Algérie : le report des élections passe mal auprès des populations

Algérie (Politique) – Alors que la décision de ne pas briguer un 5e mandat est saluée partout en Algérie et au delà, l’annonce du report de l’élection présidentielle elle a du mal à passer.

Si certains s’attendaient à des liesses populaires après l’annonce du retrait d’Abdelaziz Bouteflika, on constate que la mobilisation des Algériens ne faiblit pas. Les étudiants par exemple ont a nouveau envahi les rues ce mardi 12 mars. L’heure est à l’incompréhension, voire même à l’agacement. Pourtant, la décision de Bouteflika de ne pas briguer un nouveau mandat était effectivement une de leur demande. Mais l’annonce du report du scrutin du 18 avril ne fait pas de sens pour eux. Ils revendiquent « un changement de système » et appellent alors à la fin immédiate du mandat de Bouteflika. Sur certaines pancartes on peut d’ailleurs lire « Non à la prolongation du 4e mandat. »

Un quatrième mandat illimité ?

La joie attendue fait plutôt place a beaucoup de scepticisme. Dans certains quartiers, au cortège des étudiants se sont ajoutés plusieurs habitants qui réclament non seulement un changement de personne à la tête du pays, mais aussi un réel changement politique. Nombre de citoyens craignent que ce report soit un moyen déguisé de garder Bouteflika en place pour une durée indéterminée. D’autres encore y voient la main invisible du cercle du président afin de gagner du temps avant de placer un des leurs.

Mardi après-midi à Tizi Ouzou, les magistrats ont apporté leur soutien aux manifestants. Rejoins par des avocats, des greffiers ou encore des huissiers de justice, ils ont eux aussi protesté contre le report du scrutin. Pour eux c’est une violation flagrante de la Constitution. « Notre action a pour objectif d’affirmer que le pouvoir judiciaire est un pouvoir indépendant », a expliqué un de leur représentant.

Du côté de l’opposition on n’y croit pas trop non plus. En effet, elle réclame elle aussi le départ immédiat du président algérien. Karim Tabbou, de l’UDS, appelle par ailleurs à manifester ce vendredi 15 mars. Pour lui, les annonces du gouvernement ne sont que des « faux semblants ». Lundi soir, après l’annonce de Bouteflika, il dénonçait un coup d’Etat du pouvoir en place. « Nous avons bien compris que vous êtes en train de tenter la manœuvre, de tenter le coup d’État », a-t-il martelé dans une vidéo.

On craint un scénario à la Kabila. Si Kabila avait finalement accepté de renoncer à la présidence, ce ne fut pas un combat gagné d’avance. Président illégitime après ses deux mandats prévus par la constitution, il a usé de nombreux rouages pour retarder l’échéance électorale.
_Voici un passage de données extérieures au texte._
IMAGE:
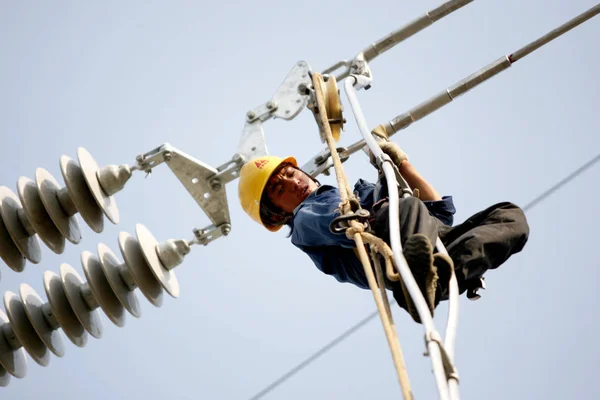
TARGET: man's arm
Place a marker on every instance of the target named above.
(416, 181)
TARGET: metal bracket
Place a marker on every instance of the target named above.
(210, 233)
(287, 102)
(322, 162)
(203, 182)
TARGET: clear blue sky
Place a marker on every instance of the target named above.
(121, 78)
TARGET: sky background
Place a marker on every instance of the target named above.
(121, 78)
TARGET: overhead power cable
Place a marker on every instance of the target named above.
(347, 333)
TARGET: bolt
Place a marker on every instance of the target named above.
(215, 184)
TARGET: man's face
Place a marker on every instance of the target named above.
(288, 187)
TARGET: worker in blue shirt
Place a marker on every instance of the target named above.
(275, 192)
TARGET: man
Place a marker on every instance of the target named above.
(275, 192)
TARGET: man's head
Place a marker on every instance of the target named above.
(270, 188)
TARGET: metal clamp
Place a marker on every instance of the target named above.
(341, 223)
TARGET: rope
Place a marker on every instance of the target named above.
(360, 237)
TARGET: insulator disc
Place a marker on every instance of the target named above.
(72, 283)
(48, 189)
(99, 285)
(38, 216)
(12, 360)
(24, 329)
(80, 194)
(148, 244)
(62, 309)
(9, 251)
(4, 377)
(33, 305)
(29, 246)
(139, 269)
(90, 168)
(125, 294)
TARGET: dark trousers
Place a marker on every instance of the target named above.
(484, 241)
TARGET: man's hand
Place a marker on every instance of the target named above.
(394, 151)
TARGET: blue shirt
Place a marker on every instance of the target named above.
(332, 253)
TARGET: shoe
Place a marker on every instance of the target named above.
(418, 252)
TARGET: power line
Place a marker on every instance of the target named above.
(543, 196)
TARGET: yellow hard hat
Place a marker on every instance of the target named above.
(254, 176)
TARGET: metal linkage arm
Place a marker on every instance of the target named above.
(204, 183)
(287, 102)
(397, 36)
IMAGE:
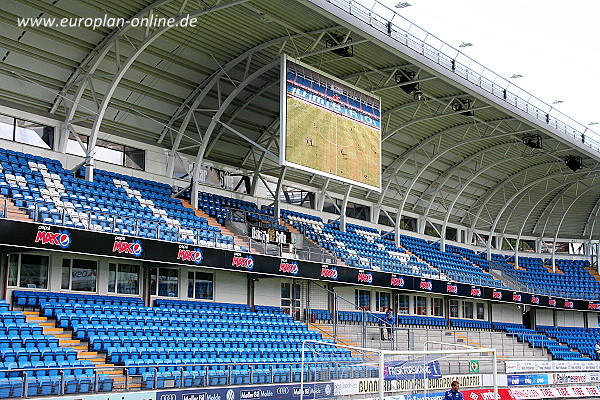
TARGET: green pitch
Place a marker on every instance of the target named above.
(327, 142)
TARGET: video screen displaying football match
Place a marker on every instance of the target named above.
(330, 127)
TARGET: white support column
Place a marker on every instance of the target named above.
(276, 203)
(344, 207)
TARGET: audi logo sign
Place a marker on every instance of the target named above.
(283, 390)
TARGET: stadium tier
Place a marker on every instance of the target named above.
(218, 343)
(113, 203)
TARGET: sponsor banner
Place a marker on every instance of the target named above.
(487, 394)
(555, 392)
(524, 380)
(270, 235)
(256, 392)
(401, 370)
(551, 366)
(18, 235)
(348, 387)
(420, 396)
(575, 377)
(113, 396)
(46, 235)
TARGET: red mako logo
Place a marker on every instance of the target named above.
(288, 267)
(241, 261)
(364, 277)
(569, 304)
(516, 297)
(123, 247)
(194, 255)
(327, 272)
(60, 238)
(397, 281)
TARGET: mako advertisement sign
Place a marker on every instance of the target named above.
(320, 390)
(19, 235)
(402, 370)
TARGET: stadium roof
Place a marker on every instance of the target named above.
(454, 153)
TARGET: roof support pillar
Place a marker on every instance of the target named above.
(277, 202)
(344, 207)
(122, 69)
(215, 119)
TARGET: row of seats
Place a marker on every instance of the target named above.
(114, 203)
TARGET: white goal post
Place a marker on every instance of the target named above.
(325, 361)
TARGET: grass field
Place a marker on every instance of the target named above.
(340, 146)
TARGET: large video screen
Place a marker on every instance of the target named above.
(329, 127)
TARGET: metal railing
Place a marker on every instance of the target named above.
(419, 40)
(512, 278)
(95, 379)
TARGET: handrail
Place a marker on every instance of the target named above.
(466, 68)
(178, 381)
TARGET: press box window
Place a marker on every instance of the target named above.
(165, 283)
(200, 285)
(26, 132)
(362, 298)
(480, 308)
(453, 308)
(420, 305)
(437, 307)
(123, 279)
(468, 309)
(290, 295)
(383, 301)
(28, 271)
(403, 304)
(79, 275)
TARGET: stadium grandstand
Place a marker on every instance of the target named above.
(156, 244)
Une transition en vue d’un changement de système

Dans son adresse à la nation lundi soir, Abdelaziz Bouteflika, a promettait une conférence nationale dans le but de « réformer le système politique et d’élaborer un projet de Constitution d’ici fin 2019. » Abondant dans ce sens, le nouveau vice-premier Ministre se veut rassurant. En effet, à la radio nationale, Ramta Lamamra, assure que la transition ne sera pas éternelle. « Personne n’a intérêt à ce que la période de transition s’éternise”, a-t-il déclaré sur les ondes.

Parallèlement, Noureddine Bedoui, récemment nommé premier Ministre, devrait annoncer la composition de son gouvernement.